What you also have to remember these are ONLY TOOLS, the first and most powerful tool is you pencil / pen, It is rare that I ever fire up and computer tool, without firing up my pencil / pen first. I would recommend saying that if you can’t think of idea on paper, you won’t be able to put it into CAD. There is nothing wrong with just being a CAD monkey and tackling problems in 3D space, you can even do 3D product design, that is all about CAD work. But keep in mind, you will be the CAD monkey, and not necessarily working on your own ideas, which may suite you down to the ground.

Step 4: Get experience
Try to get a degree that offers a years work experience. I’m currently working at a lighting design firm in Seattle, it is not only a great chance to work and actually get to make real stuff you get a good chance to develop your skills for your last year design project. It has given me the chance to further develop my portfolio, improve my reading and general design thinking.

If you can’t get a placement try to do as many design competitions as you can, jsut keep cranking them out. Even if you enter half finished bits of work, the experience will be great as this sort of rushed product is the bread and butter of most design consultancies.

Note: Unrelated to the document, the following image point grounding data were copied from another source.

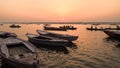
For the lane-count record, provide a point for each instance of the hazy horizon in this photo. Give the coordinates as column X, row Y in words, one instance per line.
column 59, row 11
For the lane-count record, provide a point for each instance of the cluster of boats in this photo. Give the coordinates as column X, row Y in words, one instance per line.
column 113, row 34
column 101, row 29
column 15, row 26
column 61, row 28
column 27, row 55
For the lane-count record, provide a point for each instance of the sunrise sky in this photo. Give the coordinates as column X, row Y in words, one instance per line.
column 59, row 10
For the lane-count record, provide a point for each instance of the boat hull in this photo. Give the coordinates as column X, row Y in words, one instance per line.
column 54, row 28
column 50, row 43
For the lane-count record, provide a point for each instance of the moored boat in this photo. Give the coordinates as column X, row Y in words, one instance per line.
column 114, row 34
column 68, row 27
column 18, row 53
column 5, row 34
column 45, row 40
column 56, row 35
column 54, row 28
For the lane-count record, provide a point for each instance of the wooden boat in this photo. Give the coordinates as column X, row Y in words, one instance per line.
column 4, row 34
column 45, row 40
column 56, row 35
column 15, row 26
column 96, row 29
column 18, row 53
column 68, row 27
column 114, row 34
column 54, row 28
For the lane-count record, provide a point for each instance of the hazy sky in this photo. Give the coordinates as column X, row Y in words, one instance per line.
column 59, row 10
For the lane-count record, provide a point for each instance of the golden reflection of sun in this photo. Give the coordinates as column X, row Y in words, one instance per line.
column 63, row 19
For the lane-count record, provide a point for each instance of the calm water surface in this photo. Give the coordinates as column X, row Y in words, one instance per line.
column 93, row 49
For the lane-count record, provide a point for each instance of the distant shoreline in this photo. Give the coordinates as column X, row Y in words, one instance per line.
column 59, row 22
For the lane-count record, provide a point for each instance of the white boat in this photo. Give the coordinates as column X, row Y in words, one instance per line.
column 56, row 35
column 18, row 53
column 45, row 40
column 5, row 34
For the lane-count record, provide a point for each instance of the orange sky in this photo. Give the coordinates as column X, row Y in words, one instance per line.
column 59, row 10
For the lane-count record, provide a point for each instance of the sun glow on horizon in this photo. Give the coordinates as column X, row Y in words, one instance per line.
column 59, row 10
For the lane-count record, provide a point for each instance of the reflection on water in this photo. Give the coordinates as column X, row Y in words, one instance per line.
column 93, row 49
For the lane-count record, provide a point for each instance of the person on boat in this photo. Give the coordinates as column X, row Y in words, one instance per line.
column 95, row 27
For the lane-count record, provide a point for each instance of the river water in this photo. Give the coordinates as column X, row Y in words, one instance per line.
column 93, row 49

While your a student i would recommend giving up your part time job, and just geeking out and learning the above programs. If and when you do need beer money try to get a job that will help with your career or at least give you more skills to expand your design business thinking. Its surprising how much you can learn about consumers working on the blunt end of sales, or about luxury products by working as silver service waiter.

Step 5: Get contacts.
Keep on networking, start small and just merge well with your class mates. You will learn the What?, Why?, When? from your lectures but you will find that pier group will teach you the ‘how’.

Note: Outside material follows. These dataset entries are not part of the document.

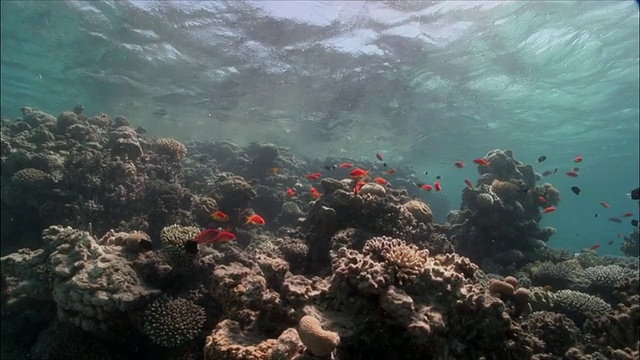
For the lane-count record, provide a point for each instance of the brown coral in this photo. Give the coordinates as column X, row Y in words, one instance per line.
column 318, row 341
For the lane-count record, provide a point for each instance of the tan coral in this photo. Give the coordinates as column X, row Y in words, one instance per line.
column 172, row 147
column 318, row 341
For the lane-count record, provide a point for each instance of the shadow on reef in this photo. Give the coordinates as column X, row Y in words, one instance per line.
column 358, row 270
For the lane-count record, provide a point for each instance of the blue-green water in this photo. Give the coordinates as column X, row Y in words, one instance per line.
column 423, row 83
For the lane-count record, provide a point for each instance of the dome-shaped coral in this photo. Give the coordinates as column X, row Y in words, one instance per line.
column 172, row 322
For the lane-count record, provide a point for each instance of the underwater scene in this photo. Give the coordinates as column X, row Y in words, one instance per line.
column 348, row 180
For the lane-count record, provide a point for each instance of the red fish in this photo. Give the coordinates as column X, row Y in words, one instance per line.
column 255, row 219
column 208, row 236
column 481, row 162
column 469, row 184
column 358, row 173
column 314, row 176
column 548, row 210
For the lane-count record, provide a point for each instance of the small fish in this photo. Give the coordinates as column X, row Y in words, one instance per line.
column 219, row 216
column 481, row 162
column 255, row 219
column 314, row 176
column 314, row 193
column 548, row 210
column 469, row 184
column 359, row 184
column 358, row 173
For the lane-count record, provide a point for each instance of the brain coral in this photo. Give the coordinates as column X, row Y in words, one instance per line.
column 172, row 322
column 319, row 342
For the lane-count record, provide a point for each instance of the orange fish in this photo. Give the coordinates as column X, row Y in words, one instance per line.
column 469, row 184
column 481, row 162
column 219, row 216
column 208, row 236
column 255, row 219
column 548, row 210
column 381, row 181
column 358, row 173
column 314, row 176
column 314, row 193
column 425, row 187
column 359, row 184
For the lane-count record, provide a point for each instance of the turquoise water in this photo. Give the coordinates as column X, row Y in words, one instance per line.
column 425, row 84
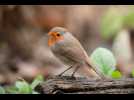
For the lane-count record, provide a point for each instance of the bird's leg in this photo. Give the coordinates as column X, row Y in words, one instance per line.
column 75, row 70
column 65, row 71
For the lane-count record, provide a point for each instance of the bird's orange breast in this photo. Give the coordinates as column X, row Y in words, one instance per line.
column 53, row 38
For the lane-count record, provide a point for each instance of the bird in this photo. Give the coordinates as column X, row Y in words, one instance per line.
column 68, row 49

Look at everyone as a opportunity, everyone is a specialist in something. Reflect upon your own family, you might think that you have the most boring, bland family. The truth is, this is what the most of the population are like. These are “the consumers”, observe, ask and design for these people. These are the people who ultimately buy your products. Design for the people, the boring people.

> Get a Corflot profile, and a CarbonMade. These drive a lot of traffic to my site.

Step 6: Get a Job
So know you have finished University, you need to get a job now. I don’t really know what to recommend as I’m still a student. Just remember the best jobs are never advertised, use your network, publish online, do spec work, and just shamelessly self promote. Good work will always show its self, the job will follow your work.

Step 7: Make your Own Job. Freelance or you own Business.
Still no Job, Perhaps you just suck at being a product designer. (this is more than likly true) If so, go back, read, experience, observe and connect with manufactures to start creating real products, for example do you ever notice how few “real stuff” is on Corfolot. The is currently a huge problem between being able to design and manufacture.

If all fails and you can’t get a job, I would say just go at it alone. Start working with materials, designs and company’s. Sell yourself and your unique design thinking. Remember your thinking process is unique in the world, and many company’s just design bad products because no one has ever challenged them.

Go forth wannabe designer, challenge the giants.